Distinct Volume Subsets via Indiscernibles

TL;DR

This paper explores the structure of large subsets with distinct volume properties in Euclidean spaces using model theory, extending Erdős's results and addressing cases involving singular cardinals and definability.

Contribution

It introduces new canonization results for $a$-ary volume using model-theoretic methods, especially for singular cardinals, and examines definable versions and the necessity of the axiom of choice.

Findings

Existence of large indiscernible subsets with distinct volume properties.

Extension of Erdős's theorem to singular cardinals using stability theory.
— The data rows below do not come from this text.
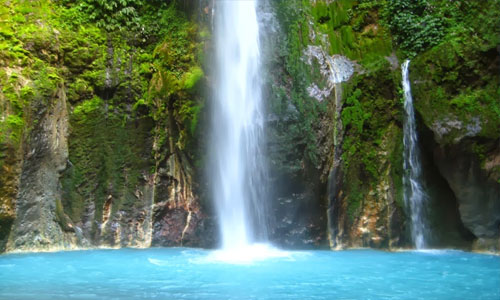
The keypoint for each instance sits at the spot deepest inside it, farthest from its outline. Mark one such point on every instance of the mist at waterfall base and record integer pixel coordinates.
(178, 273)
(415, 196)
(238, 166)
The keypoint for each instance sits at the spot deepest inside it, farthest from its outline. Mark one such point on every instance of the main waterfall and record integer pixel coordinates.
(238, 171)
(415, 196)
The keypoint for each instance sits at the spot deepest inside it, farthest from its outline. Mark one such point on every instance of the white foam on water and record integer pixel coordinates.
(246, 255)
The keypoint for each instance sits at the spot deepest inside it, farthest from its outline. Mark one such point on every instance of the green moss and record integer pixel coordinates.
(192, 77)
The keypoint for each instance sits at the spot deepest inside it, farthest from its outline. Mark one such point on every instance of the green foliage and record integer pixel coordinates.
(353, 114)
(87, 107)
(415, 24)
(192, 77)
(352, 29)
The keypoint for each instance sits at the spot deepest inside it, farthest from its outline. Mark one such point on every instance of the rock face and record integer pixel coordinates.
(478, 195)
(96, 148)
(102, 130)
(36, 225)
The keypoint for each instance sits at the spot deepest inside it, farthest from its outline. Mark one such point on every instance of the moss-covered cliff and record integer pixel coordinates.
(100, 104)
(352, 157)
(103, 119)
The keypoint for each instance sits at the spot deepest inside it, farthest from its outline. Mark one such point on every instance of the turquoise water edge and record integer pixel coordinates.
(183, 273)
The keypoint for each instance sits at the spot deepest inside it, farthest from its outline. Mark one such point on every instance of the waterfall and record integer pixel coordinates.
(238, 170)
(414, 193)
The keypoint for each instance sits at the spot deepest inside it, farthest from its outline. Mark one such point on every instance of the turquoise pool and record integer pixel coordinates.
(181, 273)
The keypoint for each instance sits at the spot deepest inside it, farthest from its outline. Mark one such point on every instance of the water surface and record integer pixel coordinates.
(180, 273)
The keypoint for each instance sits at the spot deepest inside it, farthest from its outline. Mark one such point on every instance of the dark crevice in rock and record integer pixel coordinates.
(447, 228)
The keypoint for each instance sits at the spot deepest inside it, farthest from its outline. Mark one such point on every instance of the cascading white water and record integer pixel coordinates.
(238, 171)
(414, 193)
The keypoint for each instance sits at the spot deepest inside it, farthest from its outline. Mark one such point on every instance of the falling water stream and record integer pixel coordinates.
(415, 196)
(238, 169)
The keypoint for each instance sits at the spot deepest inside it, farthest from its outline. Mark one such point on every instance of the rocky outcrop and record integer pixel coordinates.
(478, 195)
(37, 225)
(96, 141)
(455, 85)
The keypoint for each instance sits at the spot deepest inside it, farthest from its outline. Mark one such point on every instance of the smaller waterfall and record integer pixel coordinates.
(414, 194)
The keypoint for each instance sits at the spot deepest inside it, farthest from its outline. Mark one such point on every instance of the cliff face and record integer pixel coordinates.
(98, 127)
(103, 122)
(337, 114)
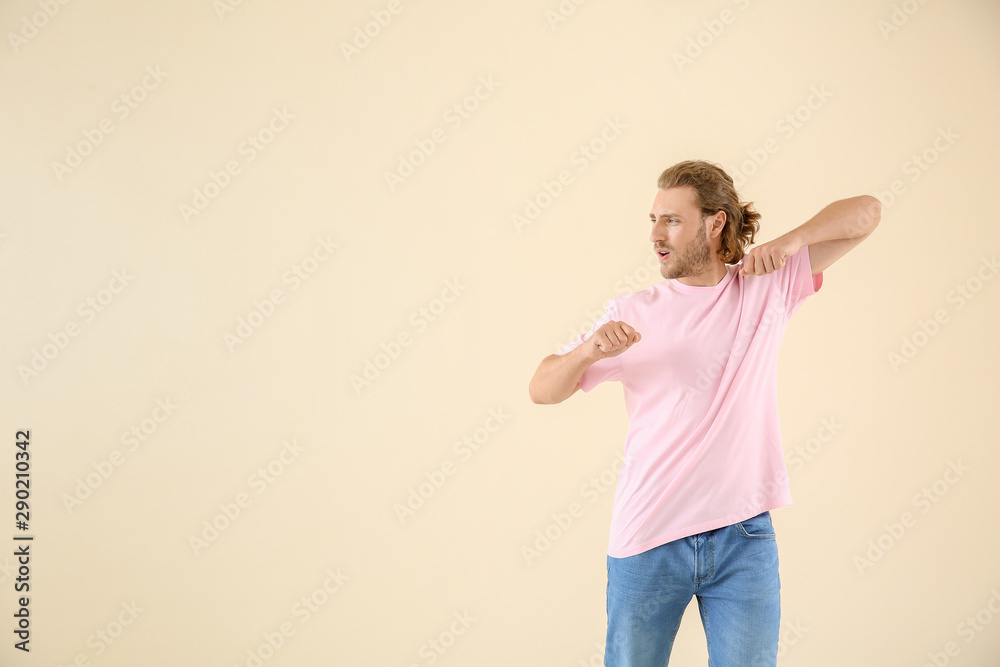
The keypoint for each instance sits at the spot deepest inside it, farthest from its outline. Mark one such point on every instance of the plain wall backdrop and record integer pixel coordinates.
(275, 277)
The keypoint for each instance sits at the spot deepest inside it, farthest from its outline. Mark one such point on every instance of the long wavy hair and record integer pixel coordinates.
(714, 192)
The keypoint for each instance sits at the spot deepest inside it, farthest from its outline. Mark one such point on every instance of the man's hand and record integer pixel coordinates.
(612, 339)
(768, 257)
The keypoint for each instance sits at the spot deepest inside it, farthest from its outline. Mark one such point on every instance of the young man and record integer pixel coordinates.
(696, 354)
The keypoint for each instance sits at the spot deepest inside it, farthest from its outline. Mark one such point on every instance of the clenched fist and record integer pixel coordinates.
(612, 339)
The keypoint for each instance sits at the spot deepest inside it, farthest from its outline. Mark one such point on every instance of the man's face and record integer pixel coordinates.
(680, 229)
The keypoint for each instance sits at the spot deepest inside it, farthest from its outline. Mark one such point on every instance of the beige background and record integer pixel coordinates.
(522, 294)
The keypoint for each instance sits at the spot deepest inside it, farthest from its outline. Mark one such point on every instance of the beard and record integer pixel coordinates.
(693, 259)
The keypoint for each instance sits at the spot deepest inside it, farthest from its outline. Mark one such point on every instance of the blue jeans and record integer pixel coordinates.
(733, 571)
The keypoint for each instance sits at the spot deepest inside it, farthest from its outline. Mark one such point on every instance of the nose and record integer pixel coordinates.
(656, 234)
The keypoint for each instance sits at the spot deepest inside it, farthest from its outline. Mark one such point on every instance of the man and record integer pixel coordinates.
(696, 354)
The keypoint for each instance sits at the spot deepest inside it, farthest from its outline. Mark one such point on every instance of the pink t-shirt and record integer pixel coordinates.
(703, 448)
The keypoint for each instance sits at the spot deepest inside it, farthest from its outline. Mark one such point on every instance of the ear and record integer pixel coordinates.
(718, 223)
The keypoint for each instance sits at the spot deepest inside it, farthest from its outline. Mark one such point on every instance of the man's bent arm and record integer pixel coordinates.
(558, 376)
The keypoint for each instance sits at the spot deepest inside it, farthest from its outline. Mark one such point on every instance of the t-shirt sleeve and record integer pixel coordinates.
(796, 281)
(609, 368)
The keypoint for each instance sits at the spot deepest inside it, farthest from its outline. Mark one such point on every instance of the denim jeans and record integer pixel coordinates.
(732, 571)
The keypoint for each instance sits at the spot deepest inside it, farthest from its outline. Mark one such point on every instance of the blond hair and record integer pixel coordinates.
(714, 192)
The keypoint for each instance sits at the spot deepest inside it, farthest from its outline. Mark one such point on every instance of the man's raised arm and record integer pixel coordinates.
(558, 376)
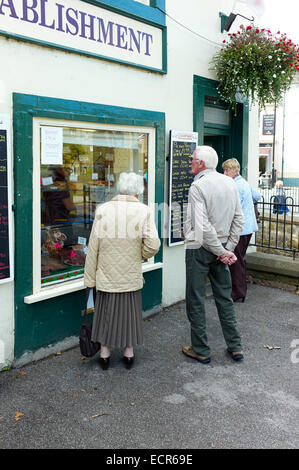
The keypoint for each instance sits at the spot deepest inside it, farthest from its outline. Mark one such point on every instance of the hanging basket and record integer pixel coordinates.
(256, 64)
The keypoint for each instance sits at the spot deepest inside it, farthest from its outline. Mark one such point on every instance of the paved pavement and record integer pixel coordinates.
(167, 401)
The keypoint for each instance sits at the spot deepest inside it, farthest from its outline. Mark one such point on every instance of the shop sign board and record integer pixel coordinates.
(268, 124)
(85, 28)
(6, 269)
(182, 145)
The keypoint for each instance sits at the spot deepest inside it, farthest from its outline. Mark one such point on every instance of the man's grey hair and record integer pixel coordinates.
(208, 155)
(130, 184)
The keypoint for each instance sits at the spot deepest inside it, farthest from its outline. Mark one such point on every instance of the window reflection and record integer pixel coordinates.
(92, 163)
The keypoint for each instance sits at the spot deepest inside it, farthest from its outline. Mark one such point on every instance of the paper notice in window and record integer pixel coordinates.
(52, 146)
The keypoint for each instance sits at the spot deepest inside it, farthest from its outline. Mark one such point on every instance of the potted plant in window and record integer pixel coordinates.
(257, 64)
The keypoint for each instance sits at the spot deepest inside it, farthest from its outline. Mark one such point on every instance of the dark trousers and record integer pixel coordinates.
(238, 269)
(200, 263)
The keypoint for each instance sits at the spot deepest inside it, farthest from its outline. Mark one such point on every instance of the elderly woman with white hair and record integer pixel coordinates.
(248, 196)
(123, 234)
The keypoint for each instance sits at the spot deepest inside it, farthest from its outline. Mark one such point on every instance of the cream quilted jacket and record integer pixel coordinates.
(123, 234)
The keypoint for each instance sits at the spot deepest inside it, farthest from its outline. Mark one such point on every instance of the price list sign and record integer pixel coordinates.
(182, 145)
(5, 247)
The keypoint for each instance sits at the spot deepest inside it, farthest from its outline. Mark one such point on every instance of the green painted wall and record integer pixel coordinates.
(49, 321)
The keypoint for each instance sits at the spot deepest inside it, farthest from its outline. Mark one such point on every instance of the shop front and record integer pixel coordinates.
(68, 158)
(74, 128)
(91, 89)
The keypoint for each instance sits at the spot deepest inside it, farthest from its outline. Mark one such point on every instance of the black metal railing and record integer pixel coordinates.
(290, 191)
(278, 227)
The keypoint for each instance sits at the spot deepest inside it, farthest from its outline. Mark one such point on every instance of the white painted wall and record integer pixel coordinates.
(47, 72)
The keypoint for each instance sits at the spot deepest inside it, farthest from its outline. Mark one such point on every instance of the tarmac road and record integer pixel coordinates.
(167, 401)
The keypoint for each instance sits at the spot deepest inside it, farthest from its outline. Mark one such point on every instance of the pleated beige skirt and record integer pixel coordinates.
(117, 319)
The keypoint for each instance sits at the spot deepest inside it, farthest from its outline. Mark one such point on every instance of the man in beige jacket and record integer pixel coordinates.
(213, 226)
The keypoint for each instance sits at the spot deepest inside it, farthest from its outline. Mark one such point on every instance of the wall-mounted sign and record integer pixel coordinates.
(268, 124)
(182, 145)
(84, 28)
(6, 264)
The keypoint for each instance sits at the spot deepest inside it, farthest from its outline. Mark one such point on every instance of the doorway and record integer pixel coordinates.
(220, 143)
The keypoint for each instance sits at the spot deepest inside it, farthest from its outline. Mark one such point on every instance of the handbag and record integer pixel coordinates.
(87, 347)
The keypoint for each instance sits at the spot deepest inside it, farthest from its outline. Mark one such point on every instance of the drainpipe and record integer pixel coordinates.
(273, 148)
(283, 136)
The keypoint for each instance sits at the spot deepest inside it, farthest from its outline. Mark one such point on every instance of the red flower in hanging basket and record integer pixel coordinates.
(256, 65)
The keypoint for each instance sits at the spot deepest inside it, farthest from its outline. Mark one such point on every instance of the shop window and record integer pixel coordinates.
(78, 168)
(145, 2)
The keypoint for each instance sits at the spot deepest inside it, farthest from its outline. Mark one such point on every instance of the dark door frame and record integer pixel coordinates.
(238, 129)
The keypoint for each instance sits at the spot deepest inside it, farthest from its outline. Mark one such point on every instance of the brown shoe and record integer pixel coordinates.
(236, 355)
(188, 351)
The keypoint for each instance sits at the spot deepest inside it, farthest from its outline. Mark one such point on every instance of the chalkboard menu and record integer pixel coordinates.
(182, 145)
(5, 261)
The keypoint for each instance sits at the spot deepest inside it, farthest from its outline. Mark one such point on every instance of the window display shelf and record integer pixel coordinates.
(72, 286)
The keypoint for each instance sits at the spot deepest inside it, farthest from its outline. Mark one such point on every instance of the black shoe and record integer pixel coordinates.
(104, 362)
(128, 361)
(236, 356)
(240, 299)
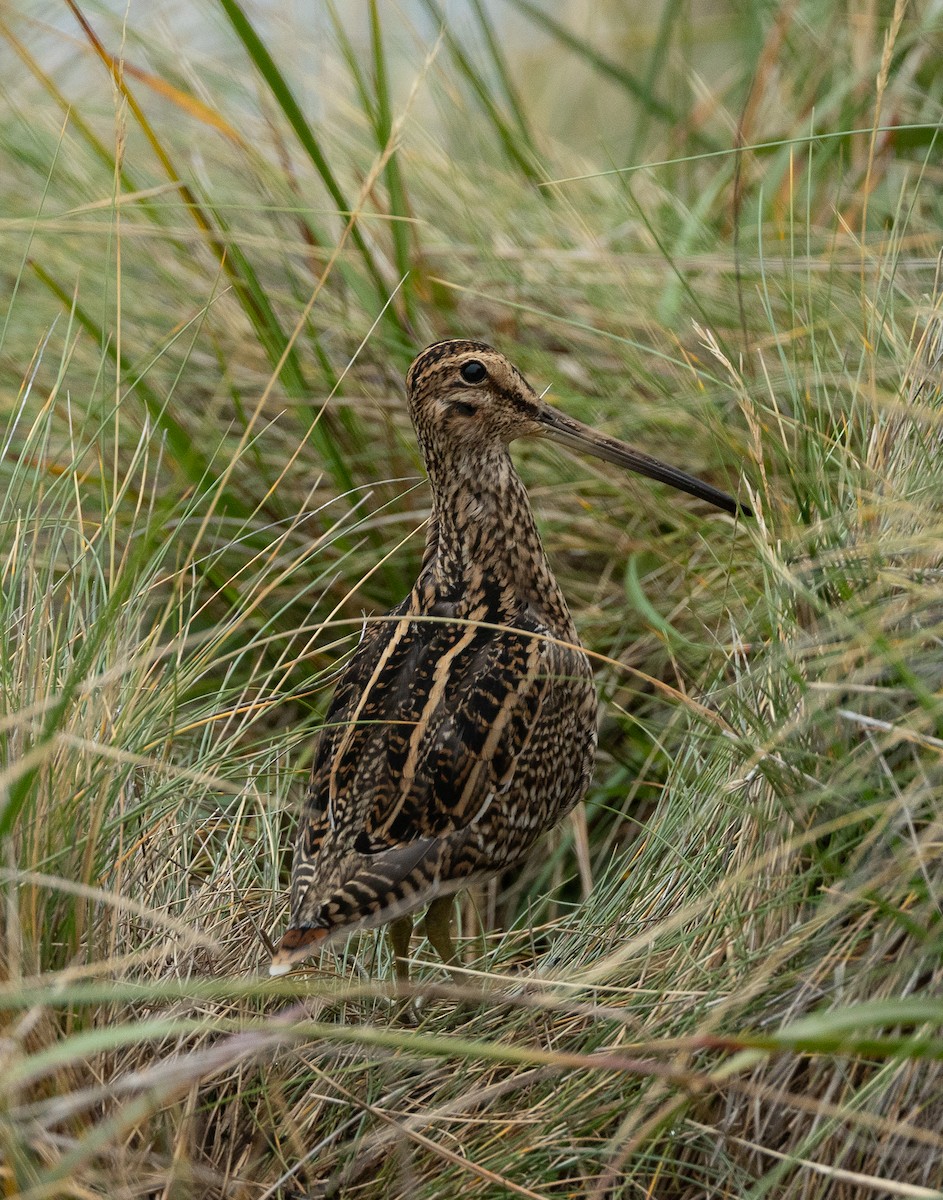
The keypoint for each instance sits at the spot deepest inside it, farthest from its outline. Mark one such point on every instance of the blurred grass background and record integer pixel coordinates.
(712, 229)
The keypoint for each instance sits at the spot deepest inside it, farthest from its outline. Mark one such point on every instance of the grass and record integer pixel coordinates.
(716, 237)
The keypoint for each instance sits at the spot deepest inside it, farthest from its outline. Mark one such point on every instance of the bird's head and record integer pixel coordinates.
(467, 399)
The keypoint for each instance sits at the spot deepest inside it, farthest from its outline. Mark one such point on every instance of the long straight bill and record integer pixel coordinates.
(576, 436)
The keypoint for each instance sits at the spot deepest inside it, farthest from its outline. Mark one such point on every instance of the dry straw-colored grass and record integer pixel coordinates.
(722, 978)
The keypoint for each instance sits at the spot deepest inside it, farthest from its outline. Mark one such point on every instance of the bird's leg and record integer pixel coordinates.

Demonstration that Erdős's theorem relies on the axiom of choice.

Abstract

Erd\"{o}s proved that for every infinite $X \subseteq \mathbb{R}^d$ there is $Y \subseteq X$ with $|Y|=|X|$, such that all pairs of points from $Y$ have distinct distances, and he gave partial results for general $a$-ary volume. In this paper, we search for the strongest possible canonization results for $a$-ary volume, making use of general model-theoretic machinery. The main difficulty is for singular cardinals; to handle this case we prove the following. Suppose $T$ is a stable theory, $\Delta$ is a finite set of formulas of $T$, $M \models T$, and $X$ is an infinite subset of $M$. Then there is $Y \subseteq X$ with $|Y| = |X|$ and an equivalence relation $E$ on $Y$ with infinitely many classes, each class infinite, such that $Y$ is $(\Delta, E)$-indiscernible. We also consider the definable version of these problems, for example we assume $X \subseteq \mathbb{R}^d$ is perfect (in the topological sense) and we find some perfect $Y \subseteq X$ with all distances distinct. Finally we show that Erd\"{o}s's theorem requires some use of the axiom of choice.